Carolyn Gail… The rain was indeed quite welcome, and you are right that a lot of the good ornamental grasses need some room…
LostRoses… I think we are in the minority in loving our lawns. BTW I use a mulching blade all the time.
Pam/digging… I am hoping to add some ornamental grasses that don’t act like thugs trying to take over the whole place and with all these posts, I’m sure to find some I like.
Shirl… I don’t hate ornamental grasses, by the way, just haven’t gotten around to planting any. Happy to hear you liked the chips!
Blackswamp_Girl… I wonder what you were expecting? 😉 On the japanese blood grass, it was a slow spreader, but where it spread it was like wires stuck in concrete, very difficult to dig up. But I dug most of it out this spring. I say most because some came back that I need to dig out again.
Mary… Yes, growing ornamental grasses isn’t carefree when it comes to chopping it down at some point in early spring/late winter. I hope you get some rain!
Kylee… I think one of the benefits of the “moderate drought” is the ribbon grass hasn’t done well, so now is the time to dig it out!
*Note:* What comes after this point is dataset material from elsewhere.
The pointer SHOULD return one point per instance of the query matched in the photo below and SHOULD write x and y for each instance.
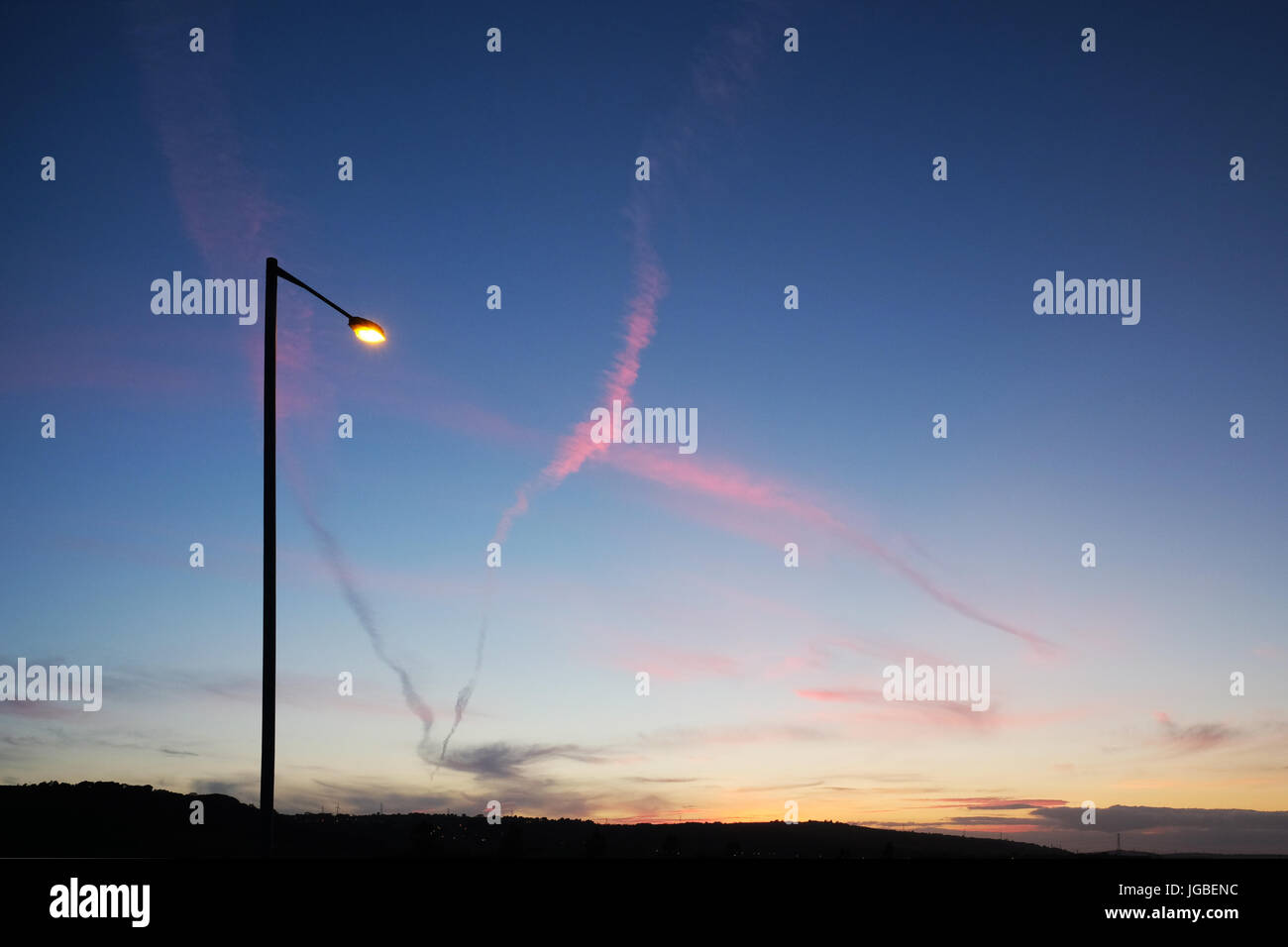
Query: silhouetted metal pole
(268, 735)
Chigiy… So your post about your ornamental grass would be short, too?
Robin(bumblebee)… I hear you on the lack of rainfall. But we got an inch last night. An inch!
Annie in Austin… My ribbon grass looks pretty bad this year, as you can see from the picture, so I’m going to go ahead and dig out a lot of it. Who knows, maybe all of it?
Jodi… Thanks for the grass advice. I did put some ribbon grass in a container this year and it didn’t look too bad. By the way, I am one of those gardeners who likes to mow the lawn. I was happy to mow today and actually have some lawn to mow and not be kicking up a bunch of dust!
I’ve enjoyed all your comments about my (lack of) ornamental grasses… good advice all the way around. Thank you!
Carol at May Dreams Gardens
I live in zone 1b and ribbon grass is invasive here too, I’m afraid. On the other hand, I have blue oat grass in my yard which does NOT spread and looks amazing.
carol – i love ornamental grass and i hope to plant more of it next year. i bought a purple fountain grass for 1 dollar that really took off in my garden and is now one of my favorite things.
I love to read about how you dislike a a plant only to realize that it is one you have passed along to me! BUT, in my case I love the ribbon grass because it is the ONLY thing I’ve been able to grow in the rocks up next to the house. So for now, let it invade (wish it were a deep shade loving plant!)
Hmmm…I sympathize with your thoughts on zebra grass…It really only belongs in an area that is completely enclosed by large deep blocks of cement…
There is a lovely variegated mounding Japanese Grass, but I don't know it's name.